New GSI Analysis System GO4

Experiences with the root TThread class

Status: 20.07.1999 / Marc Hemberger, Jörn Adamczewski / GO4 GSI Darmstadt

We tested on SMP machines running Debian (2.0.36 Linux kernel) with TPosixTThread-implementation (pthreads) and root 2.21 (recompiled with flag –DR__THREAD). In the following, we refer to this unchanged version of threaded root as standard root. A summary of modifications, conclusions, and examples can be found at the end.

1.1 Threads and main program are root-CINT Macros

Threadfunctions and function main() (with creation of TThread instances) are defined in one macro (threads.C) which is loaded within root interpreter (.L threads.C); then main()is called .

libraries /usr/lib/libpthread.so and libThread.so have to be loaded in main-function (using gSystem->Load);
Threads start correctly
Debugging TThread::Call shows that iPointertype=4, i.e. case G__BYTECODEFUNC is used (section 1.4)

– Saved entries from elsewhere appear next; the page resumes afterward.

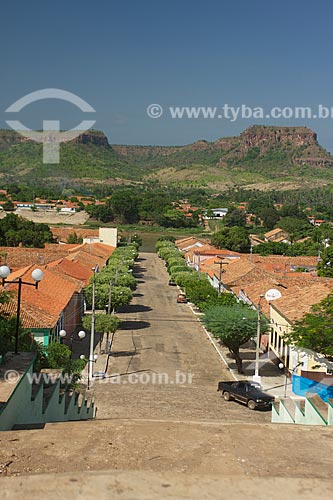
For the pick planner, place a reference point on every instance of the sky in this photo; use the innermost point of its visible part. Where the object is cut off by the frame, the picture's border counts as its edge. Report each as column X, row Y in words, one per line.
column 120, row 57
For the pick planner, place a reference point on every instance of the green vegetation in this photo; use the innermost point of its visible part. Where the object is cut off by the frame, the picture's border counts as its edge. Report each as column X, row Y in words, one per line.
column 314, row 331
column 104, row 324
column 234, row 326
column 233, row 238
column 15, row 231
column 118, row 273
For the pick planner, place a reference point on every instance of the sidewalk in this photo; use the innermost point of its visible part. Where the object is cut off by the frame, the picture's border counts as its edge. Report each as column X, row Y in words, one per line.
column 272, row 379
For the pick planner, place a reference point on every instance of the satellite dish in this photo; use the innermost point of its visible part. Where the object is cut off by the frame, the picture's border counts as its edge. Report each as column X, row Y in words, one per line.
column 272, row 294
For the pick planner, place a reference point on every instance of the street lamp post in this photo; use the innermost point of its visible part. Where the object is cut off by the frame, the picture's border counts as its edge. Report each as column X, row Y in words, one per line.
column 282, row 366
column 92, row 334
column 37, row 275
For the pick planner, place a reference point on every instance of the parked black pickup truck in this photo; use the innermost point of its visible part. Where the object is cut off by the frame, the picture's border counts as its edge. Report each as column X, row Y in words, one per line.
column 246, row 392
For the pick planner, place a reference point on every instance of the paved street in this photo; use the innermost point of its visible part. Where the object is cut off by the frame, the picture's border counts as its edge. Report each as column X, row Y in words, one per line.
column 160, row 336
column 184, row 431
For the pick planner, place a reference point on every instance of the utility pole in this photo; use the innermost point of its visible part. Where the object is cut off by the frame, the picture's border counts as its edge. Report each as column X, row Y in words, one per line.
column 220, row 263
column 92, row 333
column 256, row 376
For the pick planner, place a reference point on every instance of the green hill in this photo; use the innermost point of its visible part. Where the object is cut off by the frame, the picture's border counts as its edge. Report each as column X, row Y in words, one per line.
column 262, row 156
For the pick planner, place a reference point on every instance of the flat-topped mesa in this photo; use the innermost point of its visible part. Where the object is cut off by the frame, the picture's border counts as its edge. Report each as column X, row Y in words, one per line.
column 266, row 137
column 10, row 137
column 93, row 137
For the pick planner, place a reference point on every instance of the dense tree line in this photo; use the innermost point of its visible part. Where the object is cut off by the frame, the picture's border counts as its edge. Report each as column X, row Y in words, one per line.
column 15, row 231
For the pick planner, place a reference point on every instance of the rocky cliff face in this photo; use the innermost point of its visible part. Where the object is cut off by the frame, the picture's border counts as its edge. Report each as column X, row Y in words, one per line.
column 267, row 137
column 298, row 143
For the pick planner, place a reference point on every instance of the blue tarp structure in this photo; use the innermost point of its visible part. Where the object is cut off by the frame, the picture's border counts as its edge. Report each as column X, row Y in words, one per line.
column 304, row 386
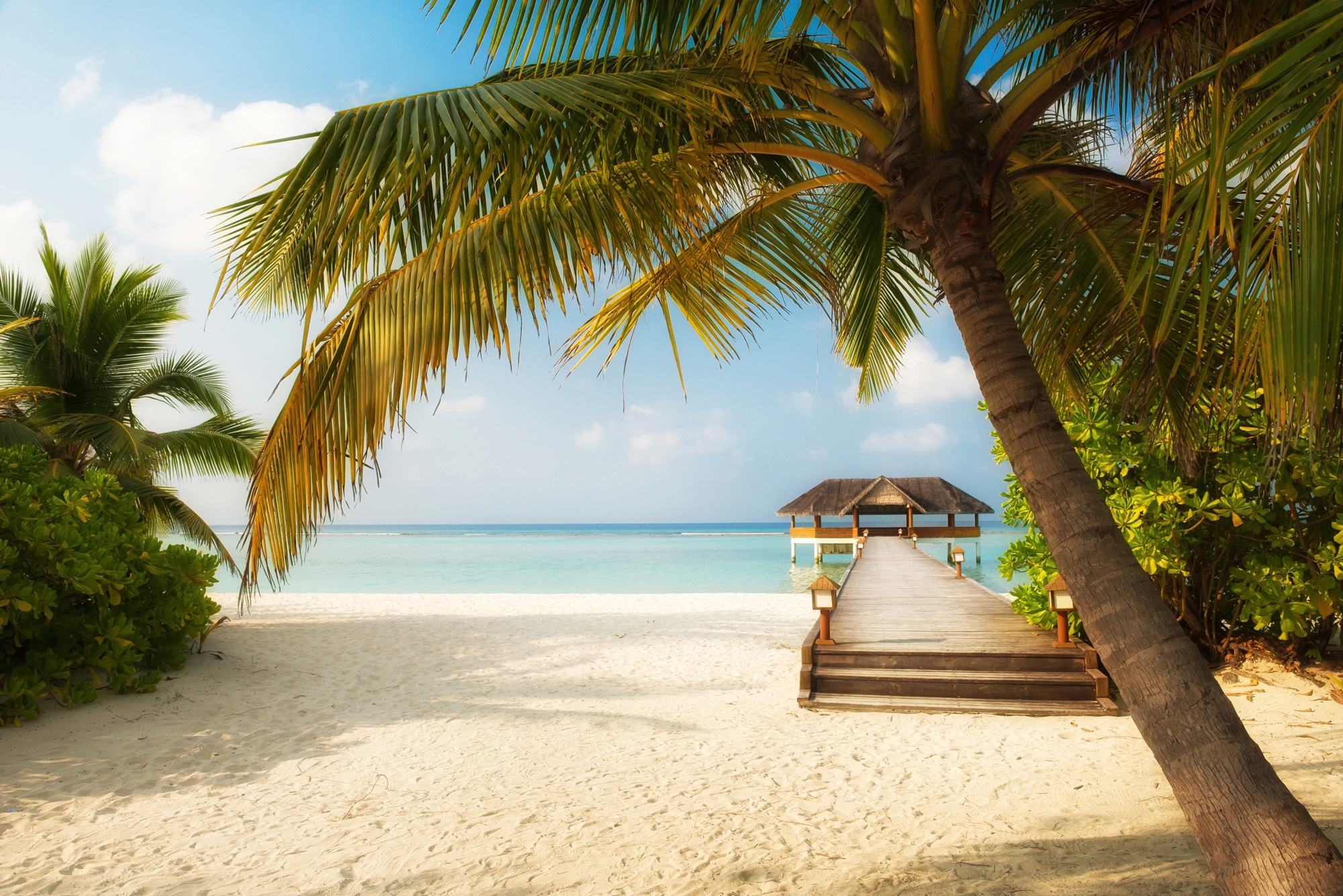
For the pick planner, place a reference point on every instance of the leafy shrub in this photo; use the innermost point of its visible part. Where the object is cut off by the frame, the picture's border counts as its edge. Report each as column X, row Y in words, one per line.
column 88, row 597
column 1244, row 538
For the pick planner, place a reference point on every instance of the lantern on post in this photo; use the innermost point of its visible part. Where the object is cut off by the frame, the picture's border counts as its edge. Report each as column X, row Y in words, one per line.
column 958, row 557
column 1062, row 603
column 824, row 595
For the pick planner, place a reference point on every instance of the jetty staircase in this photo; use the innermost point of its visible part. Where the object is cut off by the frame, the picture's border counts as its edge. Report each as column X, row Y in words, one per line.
column 913, row 638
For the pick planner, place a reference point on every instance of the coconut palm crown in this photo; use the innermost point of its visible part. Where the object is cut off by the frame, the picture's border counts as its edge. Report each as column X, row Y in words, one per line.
column 79, row 356
column 729, row 160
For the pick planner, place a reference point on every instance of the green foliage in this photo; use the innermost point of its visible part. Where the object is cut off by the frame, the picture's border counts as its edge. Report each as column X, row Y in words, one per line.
column 1244, row 537
column 79, row 357
column 89, row 599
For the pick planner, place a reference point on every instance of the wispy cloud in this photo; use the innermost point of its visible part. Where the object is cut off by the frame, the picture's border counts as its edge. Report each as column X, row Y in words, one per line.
column 671, row 444
column 592, row 438
column 84, row 86
column 926, row 379
column 19, row 238
column 926, row 438
column 178, row 160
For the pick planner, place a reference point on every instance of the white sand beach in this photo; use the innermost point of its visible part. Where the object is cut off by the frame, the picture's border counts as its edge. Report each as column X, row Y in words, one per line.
column 590, row 745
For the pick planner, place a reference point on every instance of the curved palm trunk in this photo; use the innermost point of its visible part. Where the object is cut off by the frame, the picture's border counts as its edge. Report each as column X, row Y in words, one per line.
column 1255, row 834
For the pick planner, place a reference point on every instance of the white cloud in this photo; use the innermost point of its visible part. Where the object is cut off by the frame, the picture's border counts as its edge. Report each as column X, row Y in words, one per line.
column 19, row 238
column 671, row 444
column 1119, row 156
column 83, row 87
column 181, row 160
column 592, row 438
column 926, row 380
column 927, row 438
column 469, row 404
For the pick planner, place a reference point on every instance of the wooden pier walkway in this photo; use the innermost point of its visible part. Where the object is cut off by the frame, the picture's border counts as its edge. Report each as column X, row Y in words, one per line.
column 913, row 638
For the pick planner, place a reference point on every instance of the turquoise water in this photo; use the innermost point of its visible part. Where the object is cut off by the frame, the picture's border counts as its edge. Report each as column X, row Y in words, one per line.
column 549, row 560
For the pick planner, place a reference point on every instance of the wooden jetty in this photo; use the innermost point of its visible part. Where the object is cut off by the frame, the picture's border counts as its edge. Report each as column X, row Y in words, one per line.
column 913, row 638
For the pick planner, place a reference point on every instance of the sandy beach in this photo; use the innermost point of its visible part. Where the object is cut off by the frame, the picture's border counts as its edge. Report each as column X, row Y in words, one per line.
column 590, row 745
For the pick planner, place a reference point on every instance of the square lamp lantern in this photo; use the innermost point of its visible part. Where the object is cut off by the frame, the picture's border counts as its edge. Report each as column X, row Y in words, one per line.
column 1062, row 603
column 824, row 593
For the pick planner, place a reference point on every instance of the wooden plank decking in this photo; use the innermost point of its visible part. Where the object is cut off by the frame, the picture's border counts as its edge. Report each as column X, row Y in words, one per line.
column 913, row 638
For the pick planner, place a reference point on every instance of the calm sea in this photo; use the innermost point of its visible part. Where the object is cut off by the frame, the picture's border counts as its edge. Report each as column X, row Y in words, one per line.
column 582, row 558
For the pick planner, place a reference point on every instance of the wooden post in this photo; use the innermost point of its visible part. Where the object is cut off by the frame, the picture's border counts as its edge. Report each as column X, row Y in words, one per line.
column 825, row 628
column 1063, row 630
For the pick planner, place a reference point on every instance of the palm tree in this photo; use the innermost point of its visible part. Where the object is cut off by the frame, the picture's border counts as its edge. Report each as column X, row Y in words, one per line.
column 76, row 364
column 733, row 158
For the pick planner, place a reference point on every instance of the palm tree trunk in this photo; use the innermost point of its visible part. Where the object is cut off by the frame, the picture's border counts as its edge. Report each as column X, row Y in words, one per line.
column 1255, row 834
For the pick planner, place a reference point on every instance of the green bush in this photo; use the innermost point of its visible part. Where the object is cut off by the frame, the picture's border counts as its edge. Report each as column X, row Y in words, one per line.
column 89, row 599
column 1243, row 537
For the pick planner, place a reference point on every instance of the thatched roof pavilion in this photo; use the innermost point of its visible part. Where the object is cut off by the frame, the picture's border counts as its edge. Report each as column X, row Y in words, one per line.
column 884, row 495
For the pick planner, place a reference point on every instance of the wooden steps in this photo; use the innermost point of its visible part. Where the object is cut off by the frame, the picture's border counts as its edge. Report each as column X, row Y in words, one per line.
column 954, row 683
column 911, row 638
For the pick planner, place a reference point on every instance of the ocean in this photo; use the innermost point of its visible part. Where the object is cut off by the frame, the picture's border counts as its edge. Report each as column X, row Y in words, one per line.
column 664, row 558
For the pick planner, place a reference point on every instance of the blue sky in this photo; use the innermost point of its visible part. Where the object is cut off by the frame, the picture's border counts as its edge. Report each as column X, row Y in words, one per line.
column 126, row 118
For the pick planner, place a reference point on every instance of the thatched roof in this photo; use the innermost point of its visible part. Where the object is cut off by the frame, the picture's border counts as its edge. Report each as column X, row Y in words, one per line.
column 884, row 495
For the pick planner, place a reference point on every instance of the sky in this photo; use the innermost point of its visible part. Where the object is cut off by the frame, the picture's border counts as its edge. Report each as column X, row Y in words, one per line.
column 130, row 118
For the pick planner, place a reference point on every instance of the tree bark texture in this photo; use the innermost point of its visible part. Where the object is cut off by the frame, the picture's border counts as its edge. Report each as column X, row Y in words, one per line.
column 1256, row 835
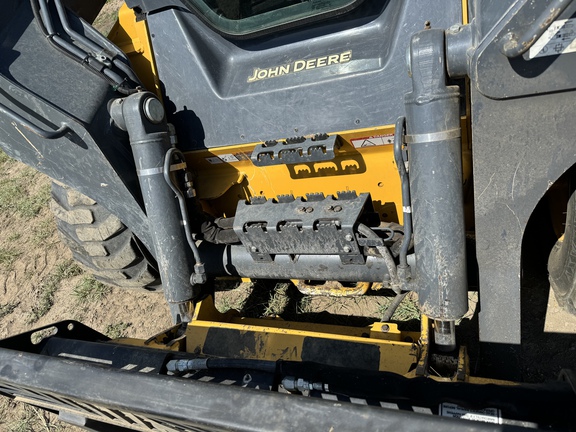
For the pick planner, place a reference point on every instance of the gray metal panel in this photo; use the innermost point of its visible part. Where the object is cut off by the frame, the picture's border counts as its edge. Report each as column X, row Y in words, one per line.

1.2 Main program with Thread call is root-CINT Macro, Threads defined in so-library

Example: task2new.C, libthread1new.so, libthread2new.so; libthread3new.so: libraries are compiled with root dictionary; global variables/function names are declared with #pragma link C++ global/ function; all globals defined within first library .

1.2.1 General

Thread names are recognized and prompted correctly;
Thread functions work;
Debugging of TThread::Call shows that iPointertype=2, i.e. case G__COMPILEDINTERFACEMETHOD is used (section 1.4)
Thread functions do not start before the end of the calling macro (i.e.. TApplication::Run is invoked by interpreter then); this may be a problem if another task shall be run in the same macro that calls the thread

Possible solutions:

One macro only starts the threads; after threads are running, further macros can be processed in CINT
Thread definitions and thread starting function tstart() is placed within shared library; on loading the lib, tstart() can be called (or runs automatically). Then CINT can run further macros.
Tasks to be executed in the main function while threads are running in the background are handled by TTimer objects, e.g. histograms filled by threads are updated in the canvas by TTimer::Notify every second

Influence of foreground macros: testing by TBenchmark in each thread, measuring rtime/cputime of calculation loop which is outside TMutex::Lock(): Threads are slowed down by intensive applications (e.g.. hsum.C) in realtime (1.5 s instead 1.0 s), as expected;

1.2.2 Threads stability and locks

TThread::Lock() uses its own class member fgMainMutex; this mutex does not lock against root X-actions: method XARequest uses class member fgXActMutex instead

TThread::Printf() uses XARequest , locking automatically fgXActMutex, but not fgMainMutex; but

TThread::Lock()
printf(...) , cout << ..
TThread::UnLock()
is not the same mechanism.

Apart from fgXActMutex and fgMainMutex, a user TMutex instance myMutexcan be created and applied (myMutex=new TMutex; myMutex->Lock(); myMutex->UnLock()).
Creation of objects and allocation of memory by means of operator new have to be locked within threads (via Thread::Lock() or myMutex->Lock() and corresponding UnLock()). Otherwise conflicts between threads during allocation, causing segmentation violations.
Remark: TBenchmark can affect the thread stability if constructed many times; Example with repeated TBenchmark ends after < 20 minutes (Fatal in operator new: storage exhhaust); without TBenchmark stable operation > 46 hours tested. Probably caused by TBenchmark constructor (contains Operator new, item 4) , which was not locked in this example.

1.2.3 Global Objects

Simple variables (example thread1.C) or TObjects: access without mutex lock from different threads causes no segmentation violations; should be locked to keep content consistent if different threads use both read and write access. For example threadfill.cxx (global histogram filled from 2 threads): with or without mutex lock no segmentation violation; but filling same histogram bin from two threads without locking can cause a loss of entries.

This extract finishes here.